From a practical standpoint, you can think of "functors" in OCaml and Haskell as unrelated. As you said, in Haskell a functor is any type that allows you to map a function over it. In OCaml, a functor is a module parametrized by another module.
In Functional Programming, what is a functor? has a good description of what functors in the two languages are and how they differ.
However, as the name implies, there is actually a connection between the two seemingly disparate concepts! Both language's functors are just realizations of a concept from category theory.
Category theory is the study of categories, which are just arbitrary collections of objects with "morphisms" between them. The idea of a category is very abstract, so "objects" and "morphisms" can really be anything with a few restrictions—there has to be an identity morphism for every object and morphisms have to compose.
The most obvious example of a category is the category of sets and functions: the sets are the objects and the functions between sets the morphisms. Clearly, every set has has an identity function and functions can be composed. A very similar category can be formed by looking at a functional programming language like Haskell or OCaml: concrete types (e.g. types with kind *
) are the objects and Haskell/OCaml functions are the morphisms between them.
In category theory, a functor is a transformation between categories. It is like a function between categories. When we're looking at the category of Haskell types, a functor is essentially a type-level function: it maps types to something else. The particular kind of functor we care about maps types to other types. A perfect example of this is Maybe
: Maybe
maps Int
to Maybe Int
, String
to Maybe String
and so on. It provides a mapping for every possible Haskell type.
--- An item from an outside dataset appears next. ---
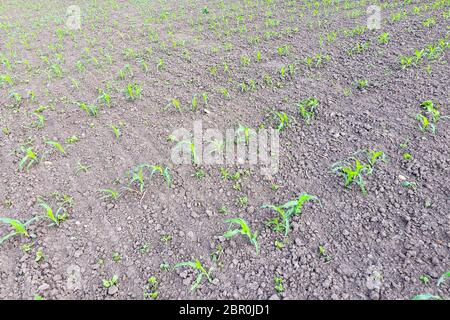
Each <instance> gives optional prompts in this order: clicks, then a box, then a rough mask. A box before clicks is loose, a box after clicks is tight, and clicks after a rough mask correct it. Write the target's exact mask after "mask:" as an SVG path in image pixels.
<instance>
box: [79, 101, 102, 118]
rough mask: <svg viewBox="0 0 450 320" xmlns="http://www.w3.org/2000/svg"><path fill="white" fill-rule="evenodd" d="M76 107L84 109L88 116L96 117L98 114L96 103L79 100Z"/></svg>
mask: <svg viewBox="0 0 450 320" xmlns="http://www.w3.org/2000/svg"><path fill="white" fill-rule="evenodd" d="M78 107H80V109H81V110H84V111H85V112H86V114H87V115H88V116H91V117H96V116H97V115H98V107H97V106H96V105H93V104H87V103H84V102H81V103H78Z"/></svg>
Functors have one additional requirement—they have to map the category's morphisms as well as the objects. In particular, if we have a morphism A → B
and our functor maps A
to A'
and B
to B'
, it has to map the morphism A → B
to some morphism A' → B'
. As a concrete example, let's say we have the types Int
and String
. There are a whole bunch of Haskell functions Int → String
. For Maybe
to be a proper functor, it has to have a function Maybe Int → Maybe String
for each of these.
Happily, this is exactly what the fmap
function does—it maps functions. For Maybe
, it has the type (a → b) → Maybe a → Maybe b
; we can add some parentheses to get: (a → b) → (Maybe a → Maybe b)
. What this type signature tells us is that for any normal function we have, we also have a corresponding function over Maybe
s.
So a functor is a mapping between types that also preserves the functions between them. The fmap
function is essentially just a proof of this second restriction on functors. This makes it easy to see how the Haskell Functor
class is just a particular version of the mathematical concept.
So what about OCaml? In OCaml, a functor is not a type—it's a module. In particular, it's a parametrized module: a module that takes another module as an argument. Already, we can see some parallels: in Haskell, a Functor
is like a type-level function; in OCaml, a functor is like a module-level function. So really, it's the same mathematical idea; however, instead of being used on types—like in Haskell—it's used on modules.
There's far more detail about how OCaml functors related to category theory functors on the CS site: What is the relation between functors in SML and Category theory?. The question talks about SML rather than OCaml per se, but my understanding is that the module system of OCaml is very closely related to that of SML.
In summary: functors in Haskell and in OCaml are two fundamentally different structures which both happen to be reifications of the same very abstract mathematical idea. I think it's pretty neat :).